The consideration of whether the benefits and burdens have been transferred is essentially a factual determination and as outlined in Houchins v. Commissioner, supra at 591,

is to be ascertained from the intention of the parties as evidenced by the written agreements read in light of the attendant facts and circumstances. Grodt & McKay Realty, Inc. v. Commissioner, supra. Among the factors to be considered in making this determination are: (1) Whether legal title passes; (2) the manner in which the parties treat the transaction; (3) whether the purchaser acquired any equity in the property; (4) whether the purchaser has any control over the property and, if so, the extent of such control; (5) whether the purchaser bears the risk of loss or damage to the property; and (6) whether the purchaser will receive any benefit from the operation or disposition of the property. See Grodt & McKay Realty, Inc. v. Commissioner, supra at 1237-1238. * [Fn. ref. omitted.]

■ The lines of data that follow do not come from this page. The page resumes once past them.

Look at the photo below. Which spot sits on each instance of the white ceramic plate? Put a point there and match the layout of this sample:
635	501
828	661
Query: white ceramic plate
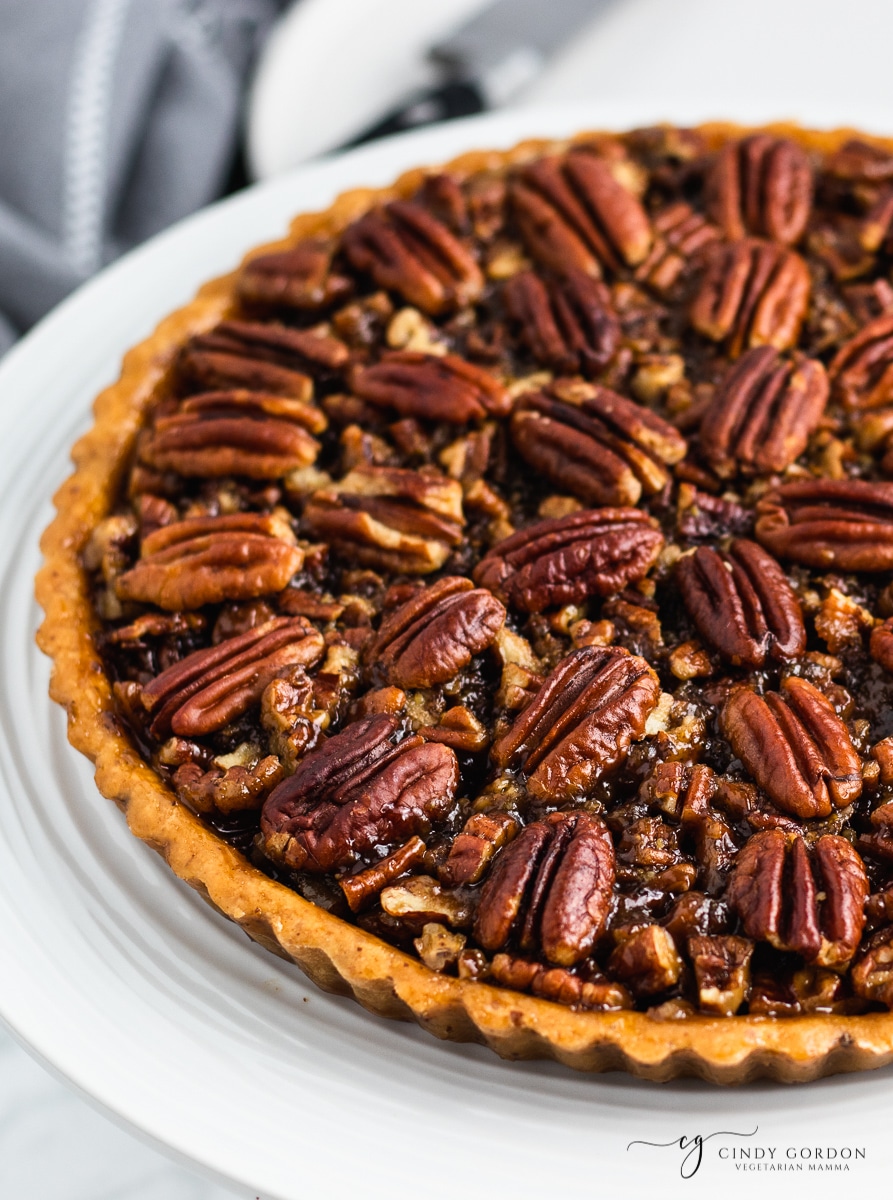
165	1014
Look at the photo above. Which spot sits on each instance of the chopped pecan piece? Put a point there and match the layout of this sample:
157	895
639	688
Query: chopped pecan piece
300	277
862	370
234	433
561	985
574	215
873	971
210	688
753	293
361	887
881	645
742	604
208	559
555	563
761	185
407	250
390	519
581	723
603	448
811	904
421	899
235	789
721	972
681	237
358	791
568	325
432	636
437	388
551	889
828	523
795	747
647	961
859	162
473	849
762	413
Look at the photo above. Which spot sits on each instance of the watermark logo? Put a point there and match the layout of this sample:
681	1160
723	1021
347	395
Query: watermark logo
691	1147
750	1157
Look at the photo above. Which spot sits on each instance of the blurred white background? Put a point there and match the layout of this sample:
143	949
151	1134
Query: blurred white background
334	65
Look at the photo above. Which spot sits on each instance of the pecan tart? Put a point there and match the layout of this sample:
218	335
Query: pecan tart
484	598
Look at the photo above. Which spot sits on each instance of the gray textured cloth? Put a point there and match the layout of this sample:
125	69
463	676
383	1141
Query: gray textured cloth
119	117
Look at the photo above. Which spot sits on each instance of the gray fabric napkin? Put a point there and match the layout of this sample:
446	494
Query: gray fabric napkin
119	117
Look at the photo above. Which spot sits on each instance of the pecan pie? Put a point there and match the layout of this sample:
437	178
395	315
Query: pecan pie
484	598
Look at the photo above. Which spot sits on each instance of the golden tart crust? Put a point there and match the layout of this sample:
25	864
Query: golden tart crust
336	955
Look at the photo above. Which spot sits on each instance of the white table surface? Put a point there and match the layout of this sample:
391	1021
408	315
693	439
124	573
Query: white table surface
789	58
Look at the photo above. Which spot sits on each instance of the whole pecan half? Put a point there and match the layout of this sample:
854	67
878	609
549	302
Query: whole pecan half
828	523
753	293
407	250
360	790
573	214
762	413
742	604
234	433
299	277
208	559
795	747
568	324
601	448
796	900
581	723
681	237
761	185
862	370
553	563
550	889
213	687
432	636
258	355
391	519
431	387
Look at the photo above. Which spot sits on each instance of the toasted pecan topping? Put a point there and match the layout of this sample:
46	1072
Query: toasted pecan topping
600	447
246	433
753	293
363	789
813	904
742	604
761	185
208	559
796	748
574	215
432	636
552	563
407	250
568	324
762	413
582	721
829	523
550	888
435	388
391	519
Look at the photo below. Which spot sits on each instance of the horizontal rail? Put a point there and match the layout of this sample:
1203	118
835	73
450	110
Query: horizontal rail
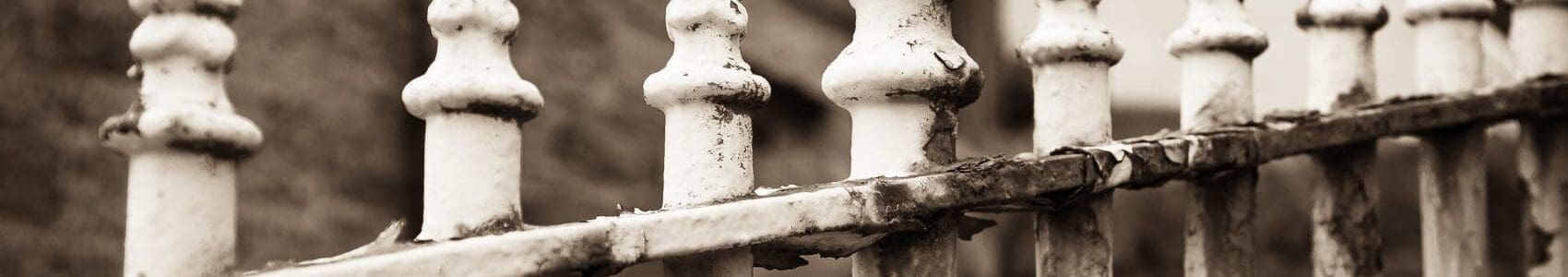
880	203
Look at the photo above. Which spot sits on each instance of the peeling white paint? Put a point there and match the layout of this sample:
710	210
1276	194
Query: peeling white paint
1339	73
183	138
1451	169
1218	46
707	95
474	104
1538	38
902	79
889	203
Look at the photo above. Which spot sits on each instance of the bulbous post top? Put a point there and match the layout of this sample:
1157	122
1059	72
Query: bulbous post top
902	51
184	49
1343	13
1218	26
1418	11
706	65
472	71
1070	30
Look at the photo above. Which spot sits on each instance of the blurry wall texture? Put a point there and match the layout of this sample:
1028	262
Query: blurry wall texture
342	158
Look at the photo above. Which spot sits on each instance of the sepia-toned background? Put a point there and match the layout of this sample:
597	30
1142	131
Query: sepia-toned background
342	158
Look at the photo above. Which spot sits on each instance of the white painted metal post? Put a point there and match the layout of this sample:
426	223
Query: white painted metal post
183	138
1538	38
1339	76
1071	54
1453	167
707	93
904	79
1218	47
474	104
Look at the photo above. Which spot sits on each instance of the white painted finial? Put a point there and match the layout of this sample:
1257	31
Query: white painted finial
472	102
904	79
1216	44
707	95
183	138
1216	47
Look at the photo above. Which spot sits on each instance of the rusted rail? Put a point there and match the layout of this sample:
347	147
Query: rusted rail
882	203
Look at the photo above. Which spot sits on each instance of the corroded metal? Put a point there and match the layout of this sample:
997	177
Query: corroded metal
1537	37
1218	47
472	102
1339	76
904	79
707	95
1071	54
1453	167
183	138
891	202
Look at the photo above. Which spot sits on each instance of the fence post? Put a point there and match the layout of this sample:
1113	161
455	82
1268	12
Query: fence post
707	95
1540	30
1218	47
904	79
1071	54
1453	167
474	104
1339	76
183	138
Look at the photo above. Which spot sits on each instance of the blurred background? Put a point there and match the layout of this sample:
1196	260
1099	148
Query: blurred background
342	156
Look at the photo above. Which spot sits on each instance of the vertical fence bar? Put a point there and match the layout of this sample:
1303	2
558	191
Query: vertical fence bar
707	95
474	104
904	79
1341	76
1218	47
183	138
1071	54
1453	167
1538	38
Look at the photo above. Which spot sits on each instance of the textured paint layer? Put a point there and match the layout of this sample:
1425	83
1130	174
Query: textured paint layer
1453	167
867	205
1537	38
472	102
904	79
1071	54
707	95
1218	47
183	138
1339	76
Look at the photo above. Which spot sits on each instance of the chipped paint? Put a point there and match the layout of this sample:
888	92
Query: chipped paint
472	102
1339	73
707	95
902	79
857	205
1216	47
1451	169
1537	40
183	138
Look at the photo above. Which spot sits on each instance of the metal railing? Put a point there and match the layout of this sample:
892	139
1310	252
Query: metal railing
902	79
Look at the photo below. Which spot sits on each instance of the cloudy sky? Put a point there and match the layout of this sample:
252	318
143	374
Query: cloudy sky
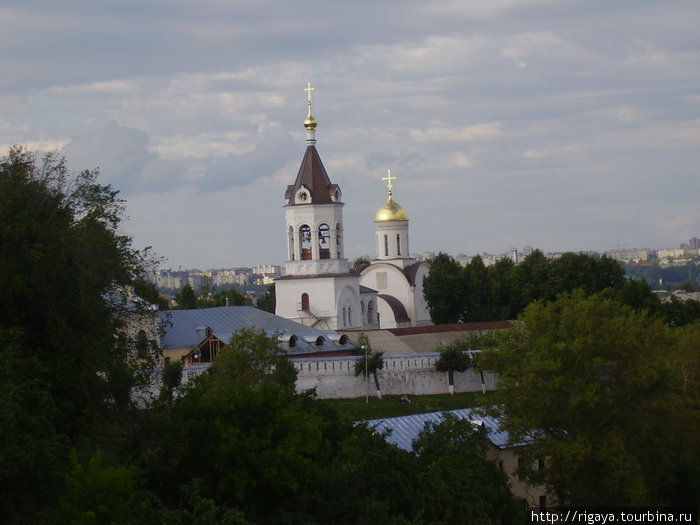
559	124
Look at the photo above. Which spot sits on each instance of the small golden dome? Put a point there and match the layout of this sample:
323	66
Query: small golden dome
310	122
390	211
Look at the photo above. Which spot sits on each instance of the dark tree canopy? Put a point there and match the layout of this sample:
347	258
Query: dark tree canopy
65	272
471	293
606	394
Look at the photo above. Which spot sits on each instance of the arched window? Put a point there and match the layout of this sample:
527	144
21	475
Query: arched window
338	238
324	241
142	344
305	240
291	243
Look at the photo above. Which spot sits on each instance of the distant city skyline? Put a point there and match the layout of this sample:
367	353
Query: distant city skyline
566	126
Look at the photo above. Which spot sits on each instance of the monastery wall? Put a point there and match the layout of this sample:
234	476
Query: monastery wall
334	377
415	374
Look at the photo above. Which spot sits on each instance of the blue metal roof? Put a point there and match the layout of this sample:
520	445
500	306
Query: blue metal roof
183	328
405	429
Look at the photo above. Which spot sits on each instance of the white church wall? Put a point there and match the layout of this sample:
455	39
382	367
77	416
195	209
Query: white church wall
334	377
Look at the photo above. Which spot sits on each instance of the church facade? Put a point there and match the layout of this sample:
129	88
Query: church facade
318	287
393	273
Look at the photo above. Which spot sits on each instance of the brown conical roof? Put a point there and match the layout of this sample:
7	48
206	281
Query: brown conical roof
313	176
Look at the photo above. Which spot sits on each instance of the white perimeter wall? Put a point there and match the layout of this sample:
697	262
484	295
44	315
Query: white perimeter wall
334	377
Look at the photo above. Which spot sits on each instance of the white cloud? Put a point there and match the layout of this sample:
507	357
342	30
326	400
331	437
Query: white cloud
444	132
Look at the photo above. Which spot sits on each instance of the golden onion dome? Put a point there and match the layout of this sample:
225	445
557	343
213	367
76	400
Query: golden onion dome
390	211
310	122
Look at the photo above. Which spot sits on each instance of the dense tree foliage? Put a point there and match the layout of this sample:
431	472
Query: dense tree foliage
607	396
372	363
186	299
453	358
65	272
466	487
474	292
241	443
268	300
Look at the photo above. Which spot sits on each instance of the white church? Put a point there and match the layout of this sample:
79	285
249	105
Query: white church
318	288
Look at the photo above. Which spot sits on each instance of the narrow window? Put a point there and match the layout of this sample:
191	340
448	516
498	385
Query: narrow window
305	240
338	236
291	243
324	241
142	345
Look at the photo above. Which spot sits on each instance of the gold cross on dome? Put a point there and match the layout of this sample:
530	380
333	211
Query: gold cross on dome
308	90
388	180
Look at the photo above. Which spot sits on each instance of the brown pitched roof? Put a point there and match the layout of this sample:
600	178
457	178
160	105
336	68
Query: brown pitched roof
313	175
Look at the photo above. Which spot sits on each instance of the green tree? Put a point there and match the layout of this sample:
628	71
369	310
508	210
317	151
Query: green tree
442	290
64	274
358	263
680	313
453	358
532	280
502	290
371	365
476	301
147	291
186	299
588	382
460	485
268	301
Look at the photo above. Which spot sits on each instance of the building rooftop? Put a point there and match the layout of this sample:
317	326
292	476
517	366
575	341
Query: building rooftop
405	429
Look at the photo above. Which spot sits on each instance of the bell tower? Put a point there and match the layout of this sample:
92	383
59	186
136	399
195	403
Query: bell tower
314	214
317	288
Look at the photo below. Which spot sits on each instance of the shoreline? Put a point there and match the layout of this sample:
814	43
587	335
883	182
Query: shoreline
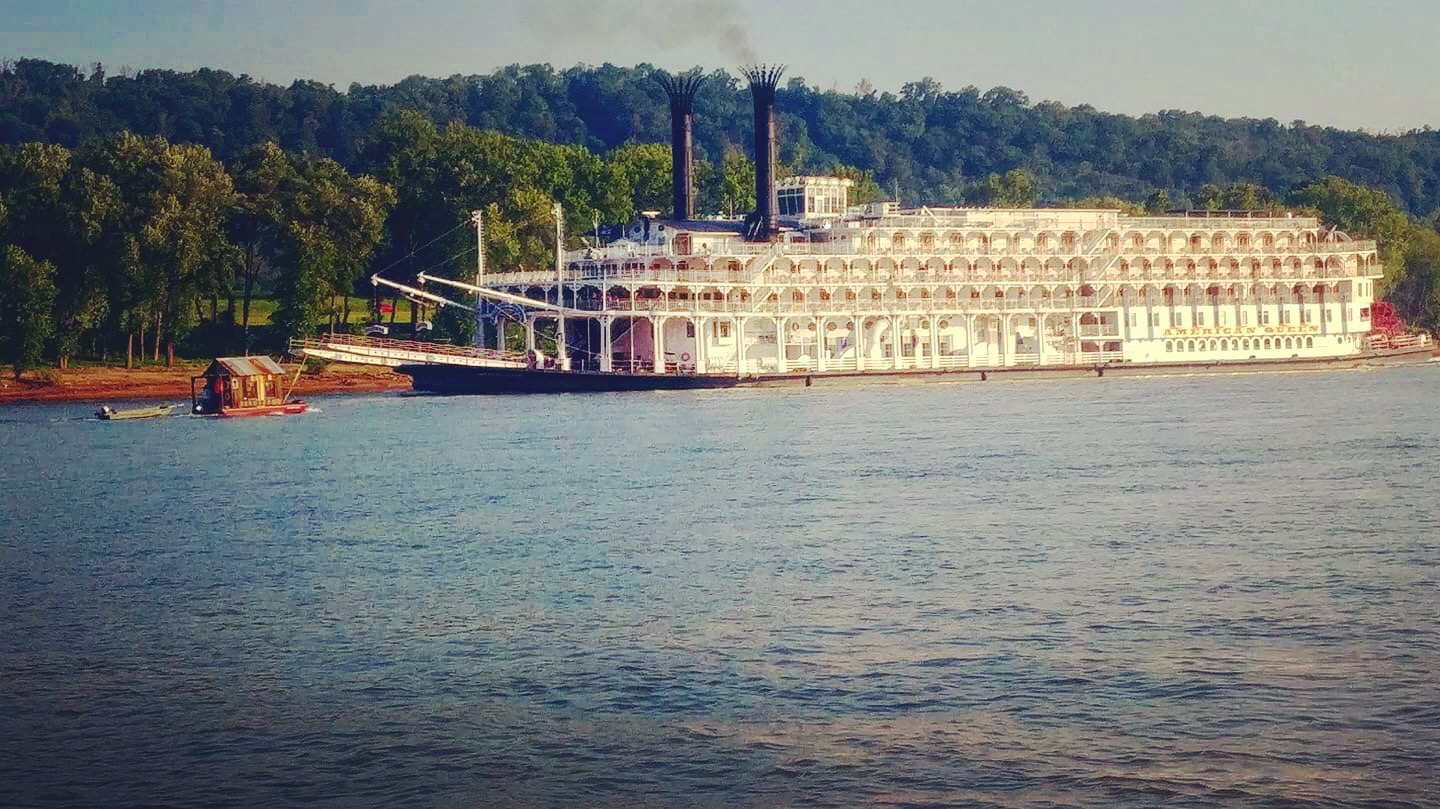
104	383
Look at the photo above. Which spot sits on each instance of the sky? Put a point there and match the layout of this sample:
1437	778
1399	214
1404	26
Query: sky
1347	64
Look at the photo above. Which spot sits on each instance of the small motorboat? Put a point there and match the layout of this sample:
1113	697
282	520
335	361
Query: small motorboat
108	413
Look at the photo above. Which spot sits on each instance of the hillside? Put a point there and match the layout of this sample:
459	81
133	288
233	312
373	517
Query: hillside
926	141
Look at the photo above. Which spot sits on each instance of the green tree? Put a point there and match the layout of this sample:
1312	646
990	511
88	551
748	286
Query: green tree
334	222
261	177
1014	189
28	301
644	172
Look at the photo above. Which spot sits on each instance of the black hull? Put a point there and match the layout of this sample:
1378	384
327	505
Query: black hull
464	379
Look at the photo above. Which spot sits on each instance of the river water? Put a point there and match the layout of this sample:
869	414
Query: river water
1123	592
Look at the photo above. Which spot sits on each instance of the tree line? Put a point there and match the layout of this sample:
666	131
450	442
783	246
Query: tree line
928	143
140	213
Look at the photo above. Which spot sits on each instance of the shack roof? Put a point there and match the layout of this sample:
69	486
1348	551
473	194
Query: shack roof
244	366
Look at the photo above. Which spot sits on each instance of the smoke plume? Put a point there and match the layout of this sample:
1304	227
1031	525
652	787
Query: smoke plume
637	30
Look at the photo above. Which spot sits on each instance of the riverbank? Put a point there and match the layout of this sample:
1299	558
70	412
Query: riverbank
102	383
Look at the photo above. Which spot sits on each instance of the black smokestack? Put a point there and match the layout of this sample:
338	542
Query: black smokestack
681	91
762	89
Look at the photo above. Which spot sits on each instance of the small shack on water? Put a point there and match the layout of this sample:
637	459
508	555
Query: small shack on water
239	383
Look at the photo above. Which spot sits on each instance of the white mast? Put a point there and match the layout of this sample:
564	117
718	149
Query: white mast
478	218
562	357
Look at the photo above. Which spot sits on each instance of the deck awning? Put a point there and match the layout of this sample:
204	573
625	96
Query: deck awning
244	367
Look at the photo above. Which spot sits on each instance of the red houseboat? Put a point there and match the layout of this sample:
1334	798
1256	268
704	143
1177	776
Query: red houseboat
242	386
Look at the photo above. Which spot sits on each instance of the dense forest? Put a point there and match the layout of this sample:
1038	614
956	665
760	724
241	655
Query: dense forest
160	203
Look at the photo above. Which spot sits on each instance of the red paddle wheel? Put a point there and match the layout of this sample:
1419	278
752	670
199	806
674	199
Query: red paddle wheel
1384	321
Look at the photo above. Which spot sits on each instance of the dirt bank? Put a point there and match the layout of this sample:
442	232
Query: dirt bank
157	383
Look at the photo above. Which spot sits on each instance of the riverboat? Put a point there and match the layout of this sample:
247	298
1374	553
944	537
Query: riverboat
812	288
244	386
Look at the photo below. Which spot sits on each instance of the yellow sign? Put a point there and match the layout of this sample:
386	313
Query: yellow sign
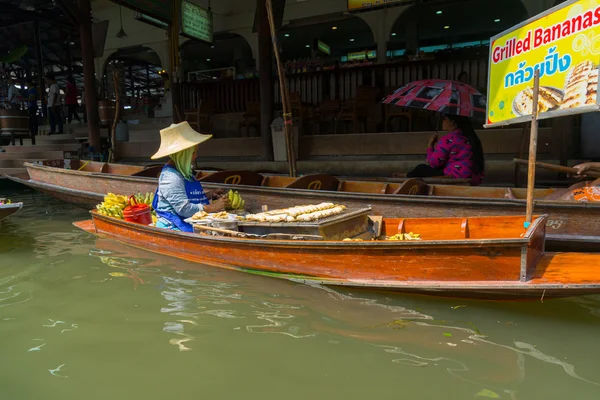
564	45
354	5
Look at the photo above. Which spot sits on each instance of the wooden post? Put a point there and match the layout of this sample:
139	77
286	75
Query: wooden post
265	60
89	76
113	134
532	150
285	96
40	65
174	73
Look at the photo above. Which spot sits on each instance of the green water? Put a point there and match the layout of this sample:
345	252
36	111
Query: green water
82	318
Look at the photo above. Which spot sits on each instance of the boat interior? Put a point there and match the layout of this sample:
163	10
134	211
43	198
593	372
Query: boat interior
408	186
474	228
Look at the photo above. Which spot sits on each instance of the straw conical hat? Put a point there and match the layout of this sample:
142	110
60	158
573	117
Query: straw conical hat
178	137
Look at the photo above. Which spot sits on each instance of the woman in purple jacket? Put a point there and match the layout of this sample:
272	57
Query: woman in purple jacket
458	154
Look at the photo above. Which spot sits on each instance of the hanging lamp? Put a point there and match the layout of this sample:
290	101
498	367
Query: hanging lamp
121	34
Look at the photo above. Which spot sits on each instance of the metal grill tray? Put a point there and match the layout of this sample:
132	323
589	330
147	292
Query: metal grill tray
350	223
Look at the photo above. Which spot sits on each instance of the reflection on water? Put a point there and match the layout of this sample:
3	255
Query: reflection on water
86	317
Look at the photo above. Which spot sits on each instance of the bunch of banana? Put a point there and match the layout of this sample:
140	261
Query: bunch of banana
236	201
114	211
405	236
112	206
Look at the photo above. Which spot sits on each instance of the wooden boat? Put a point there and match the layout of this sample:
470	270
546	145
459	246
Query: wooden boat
480	257
571	225
6	210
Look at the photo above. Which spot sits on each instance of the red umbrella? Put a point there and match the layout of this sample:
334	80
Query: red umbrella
448	97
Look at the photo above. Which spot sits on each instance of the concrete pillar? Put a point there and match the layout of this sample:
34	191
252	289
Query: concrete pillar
252	39
381	23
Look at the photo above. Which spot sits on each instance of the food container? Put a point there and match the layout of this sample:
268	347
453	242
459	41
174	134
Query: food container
137	213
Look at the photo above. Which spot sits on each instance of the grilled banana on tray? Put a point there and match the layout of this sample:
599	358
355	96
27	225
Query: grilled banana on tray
299	214
548	100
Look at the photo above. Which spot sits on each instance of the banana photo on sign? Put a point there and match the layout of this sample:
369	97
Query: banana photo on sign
564	45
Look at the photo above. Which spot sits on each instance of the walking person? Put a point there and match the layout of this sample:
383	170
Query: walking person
71	101
14	95
32	108
54	113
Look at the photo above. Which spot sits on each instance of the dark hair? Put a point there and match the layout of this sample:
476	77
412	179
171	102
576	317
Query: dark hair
464	124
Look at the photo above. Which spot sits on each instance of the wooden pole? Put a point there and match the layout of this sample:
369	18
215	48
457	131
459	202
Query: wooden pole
113	134
557	168
532	150
175	62
89	79
265	67
285	96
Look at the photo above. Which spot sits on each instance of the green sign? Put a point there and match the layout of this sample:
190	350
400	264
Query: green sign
159	9
196	22
323	47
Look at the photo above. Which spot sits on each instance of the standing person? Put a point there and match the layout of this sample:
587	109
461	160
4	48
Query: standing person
32	98
71	101
54	113
14	95
459	154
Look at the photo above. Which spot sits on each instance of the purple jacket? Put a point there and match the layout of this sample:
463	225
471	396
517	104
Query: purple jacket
454	154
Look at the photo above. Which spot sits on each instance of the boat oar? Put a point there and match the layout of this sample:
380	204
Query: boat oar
557	168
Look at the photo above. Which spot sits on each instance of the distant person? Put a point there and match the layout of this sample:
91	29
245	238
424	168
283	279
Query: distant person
71	101
458	154
14	95
32	108
463	77
54	104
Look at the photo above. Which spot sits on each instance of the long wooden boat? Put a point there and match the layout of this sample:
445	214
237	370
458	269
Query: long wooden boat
480	257
6	210
572	226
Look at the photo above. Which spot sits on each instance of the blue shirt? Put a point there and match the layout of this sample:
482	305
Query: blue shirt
172	196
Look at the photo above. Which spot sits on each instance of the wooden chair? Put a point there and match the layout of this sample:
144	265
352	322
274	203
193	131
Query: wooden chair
360	109
326	113
251	118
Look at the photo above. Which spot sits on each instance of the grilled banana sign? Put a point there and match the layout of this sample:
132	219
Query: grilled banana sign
563	44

The passage of title to a motion picture is accomplished through the transfer of both the negative and copyright. The basic principles to be considered were outlined and set forth in Tolwinsky v. Commissioner, 86 T.C. 1009, 1041-1043 (1986), as follows:

Ownership of a motion picture negative is distinct from ownership of the copyright thereto (17 U.S.C. sec. 202 (1982) (effective Jan. 1, 1978); Michael Todd Co. v. Los Angeles County, 57 Cal. 2d 684, 371 P.2d 340, 21 Cal. Rptr. 604 (1962), and cases cited therein), and ownership of the former without possession of at least certain of the rights encompassed by the latter is commercially valueless. See Misbourne Pictures Ltd. v. Johnson, 189 F.2d 774, 776 (2d Cir. 1951). Copyrights are monopolies; "they entitle the owner to prohibit various kinds of reproduction, and to relieve individuals of these prohibitions by licenses." Goldsmith v. Commissioner, 143 F.2d 466, 467 (2d Cir. 1944) (L. Hand, J., concurring), affg. on other grounds 1 T.C. 711 (1943). The exclusive rights that comprise the so-called "bundle of rights" that is a copyright in a motion picture are detailed in 17 U.S.C. sec. 106 (1982):

Subject to sections 107 through 118, the owner of copyright under this title has the exclusive rights to do and to authorize any of the following: (1) to reproduce the copyrighted work in copies or phonorecords; (2) to prepare derivative works based upon the copyrighted work;

(3) to distribute copies or phonorecords of the copyrighted work to the public by sale or other transfer of ownership, or by rental, lease, or lending;

(4) in the case of * * * motion pictures and other audiovisual works, to perform the copyrighted work publicly; and

(5) in the case of*** the individual images of a motion picture or other audiovisual work, to display the copyrighted work publicly. Each of the five rights comprising the copyright may be subdivided indefinitely, and under copyright law, each subdivision of an exclusive right may be owned and enforced separately. 17 U.S.C. sec. 201(d) (1982). For tax purposes, a sale of a motion picture occurs when there is a transfer of all substantial rights of value in the motion picture copyright. Carnegie Productions, Inc. v. Commissioner, 59 T.C. 642 (1973) (Courtreviewed); * *. No sale occurs if the transferor retains proprietary rights in the motion picture. See Carnegie Productions, Inc. v. Commissioner, supra at 653; Cory v. Commissioner, 23 T.C. 775 (1955), affd. 230 F.2d 941 (2d Cir. 1956). * * * [Fn. refs. omitted.]

See also Law v. Commissioner, 86 T.C. 1065 (1986).

After thorough consideration of the facts and circumstances of this case we find that Lorelei and its partners became a joint venturer with a 25-percent interest in the film "Overboard."